Jung, dynamisch und liberal verkörperte Macron eine neue Generation, die das Land wieder in Gang bringen will. Zuweilen wirkte der Präsident wie ein technokratischer Wunderheiler, der nach seinem denkbar knappen Sieg über die radikale Linke (Mélenchon) und die populistische Rechte (Marine Le Pen) das Unmögliche wagte und auf dem Wasser wandelte. Doch sein Versprechen, er werde den Schwächeren eine Chance bieten, sich hoch zu arbeiten, hat Macron trotz aller Zumutungen nicht eingelöst. Wieder fühlt sich die Mehrheit der Bevölkerung nicht repräsentiert in der absoluten Parlamentsmehrheit und trotz der neuen Sammlungsbewegung La Republique En Marche, die führende Kader der Sarkozy- und der Hollande-Partei als Minister recyclte.

Jetzt fordert das Volk aus der Provinz die Absetzung des Monarchen. Der Unmut über Macron ist der Unmut über ein Wirtschaftsmodell, in dem Arbeitsmöglichkeiten und Wohlstand sich in den Metropolen konzentrieren, während deindustrialisierte und ländliche Regionen, kleine und mittelgroße Städte zusehends an Dynamik verlieren. Macron hat miserable gesellschaftliche Verhältnisse mit einer aufgestauten Wut geerbt und er hat mit seinen »Reformen« den Druck erhöht.

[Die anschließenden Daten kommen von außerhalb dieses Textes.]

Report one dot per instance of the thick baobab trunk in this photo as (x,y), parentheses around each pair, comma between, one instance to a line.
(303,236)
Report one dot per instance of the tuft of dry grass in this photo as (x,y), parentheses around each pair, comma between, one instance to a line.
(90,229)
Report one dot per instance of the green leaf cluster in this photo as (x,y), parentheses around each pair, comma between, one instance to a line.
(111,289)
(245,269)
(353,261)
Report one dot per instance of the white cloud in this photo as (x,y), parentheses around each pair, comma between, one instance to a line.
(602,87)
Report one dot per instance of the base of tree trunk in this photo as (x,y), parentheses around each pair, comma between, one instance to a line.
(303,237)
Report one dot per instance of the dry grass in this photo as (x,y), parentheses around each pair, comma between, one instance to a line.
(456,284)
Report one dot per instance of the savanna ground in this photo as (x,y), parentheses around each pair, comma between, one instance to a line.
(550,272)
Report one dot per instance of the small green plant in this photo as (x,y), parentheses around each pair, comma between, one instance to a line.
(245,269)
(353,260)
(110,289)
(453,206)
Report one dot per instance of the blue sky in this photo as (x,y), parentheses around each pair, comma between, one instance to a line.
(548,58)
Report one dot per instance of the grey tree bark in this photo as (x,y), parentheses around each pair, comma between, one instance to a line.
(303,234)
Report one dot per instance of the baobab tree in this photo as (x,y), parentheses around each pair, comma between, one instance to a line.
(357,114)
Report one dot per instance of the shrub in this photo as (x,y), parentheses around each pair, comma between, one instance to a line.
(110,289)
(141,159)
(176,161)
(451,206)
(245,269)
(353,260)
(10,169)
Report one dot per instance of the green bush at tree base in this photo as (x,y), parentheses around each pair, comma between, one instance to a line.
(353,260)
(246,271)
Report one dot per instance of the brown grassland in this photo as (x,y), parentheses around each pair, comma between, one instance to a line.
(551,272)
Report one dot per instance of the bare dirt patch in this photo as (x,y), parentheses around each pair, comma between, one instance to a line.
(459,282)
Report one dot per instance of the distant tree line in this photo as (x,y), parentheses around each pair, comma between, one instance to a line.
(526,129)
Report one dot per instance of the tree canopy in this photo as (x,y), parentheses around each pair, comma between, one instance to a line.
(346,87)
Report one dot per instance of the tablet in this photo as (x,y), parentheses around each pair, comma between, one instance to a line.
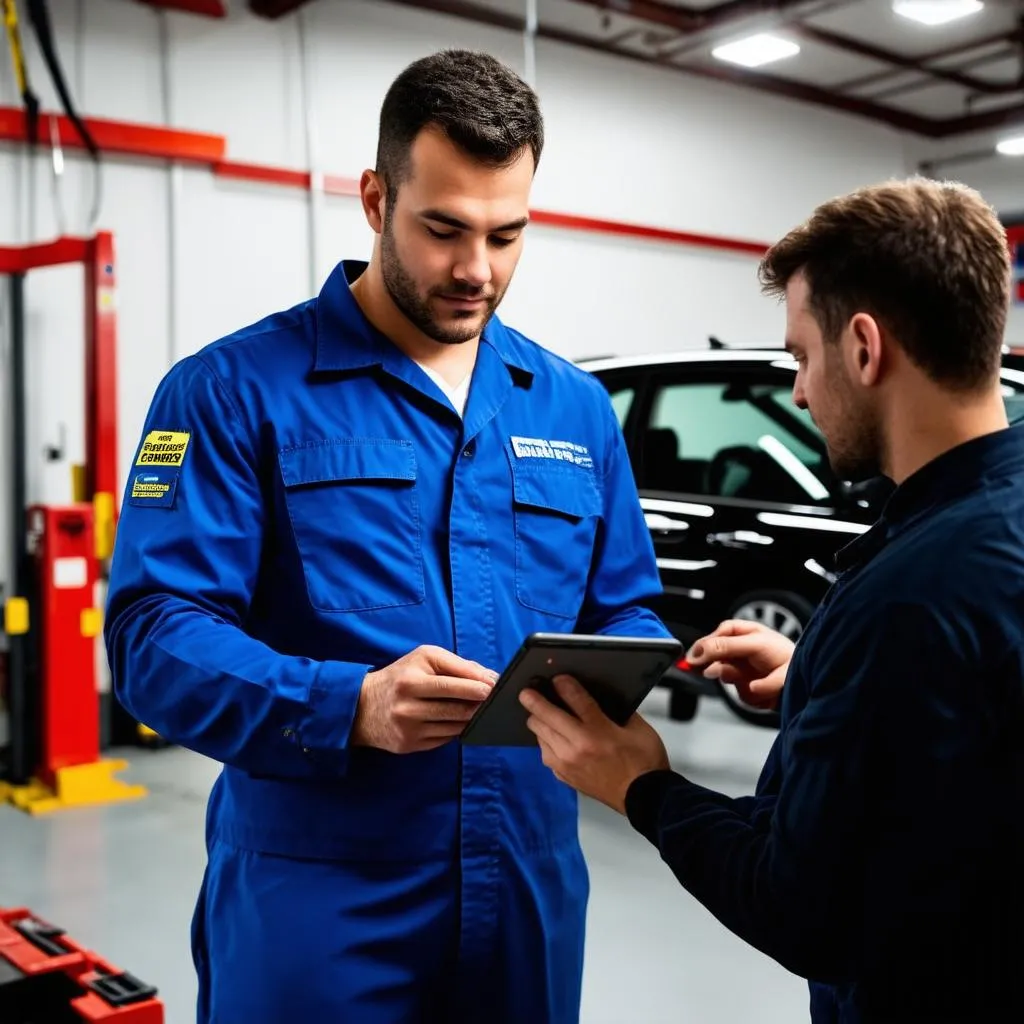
(617,672)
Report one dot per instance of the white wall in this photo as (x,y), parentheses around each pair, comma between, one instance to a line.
(1000,179)
(199,255)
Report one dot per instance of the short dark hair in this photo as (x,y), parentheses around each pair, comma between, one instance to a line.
(478,102)
(928,259)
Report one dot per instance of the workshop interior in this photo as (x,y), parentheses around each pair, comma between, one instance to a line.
(175,169)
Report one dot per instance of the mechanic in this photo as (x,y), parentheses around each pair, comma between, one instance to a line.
(342,521)
(881,854)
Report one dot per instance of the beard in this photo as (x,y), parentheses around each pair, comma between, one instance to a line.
(852,433)
(466,325)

Seit mehr als dreißig Jahren hat der Aufstieg des Neoliberalismus aus einer Gesellschaft, die ökonomisch, politisch und kulturell die Mehrheit integriert hatte, eine Gesellschaft wachsender Ungleichheit und wirtschaftlicher Unsicherheit gemacht. Maßgeblich sind Deutschland und die ökonomische Dynamik auf den Weltmärkten dafür mitverantwortlich, dass Frankreichs Start in eine bessere Zukunft bald die Luft ausging. Macrons Reformen erwiesen sich als die übliche alternativlose Mischung aus schamloser Umverteilung, rigoroser Austeritätspolitik und Aufrüstung, ohne dass dabei Wohlfahrt und Arbeitsplätze herauskommen.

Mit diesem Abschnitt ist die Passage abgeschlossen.